As mentioned, Di Francesco also changed his setup when chasing a winner in the second half. In the first half, Roma’s midfield were mostly setup with De Rossi behind Strootman and Nainggolan although Nainggolan often pushed higher. Mostly though, it looked like below.

After about an hour minutes though, Nainggolan was placed as a number 10 behind Dzeko and Schick with De Rossi and Strootman forming a double pivot behind the Belgian. This new setup can be seen below as well as the substitute Cengiz Under (red) dropping into the right half-space to get the ball. The new positions was likely a way Di Francesco though he could overcome Lazio’s strong coverage in front of their defense; with Lucas occupied with Nainggolan it should open space for Under. It didn’t yield a winner though, but it was interesting to see the idea.

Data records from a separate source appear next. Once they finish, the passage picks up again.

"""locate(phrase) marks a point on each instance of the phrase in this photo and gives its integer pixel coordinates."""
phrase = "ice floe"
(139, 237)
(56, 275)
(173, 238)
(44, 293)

Lazio then? It wasn’t their most exciting performance of the season but they were largely solid and restricted Roma to few chances. They had a couple of their own, but they failed to add to their free-scoring seasonal tally. They had one of the best attacks of the game however which perfectly encapsulated how important Marco Parolo’s deep runs from midfield are for Lazio’s style of play. Lucas first plays a pass to Immobile who lays it off to Milinkovic-Savic. The Serbian has spotted Parolo’s run and chips the ball over the Roma defense to the onrushing midfielder who fails to control the ball cleanly when trying to take it down and it goes over the line. It could have been the moment to turn a draw into a win but it wasn’t to be on the night.

Summary

The Roman rivalry is one of the most intense in football and the 0-0 result didn’t match the fireworks in the stands. It leaves these clubs in 3rd and 4th, both a point ahead of Inter in fifth, in an exciting race for Champions League qualification. Lazio’s defeat in Europe might give them an edge as they only have six league games left now while Roma will focus a lot of their energy towards their Champions League semi-final. It will be intriguing to see how it all ends. On Sunday though, the two sides largely cancelled each other out in a tense, restless and goalless derby.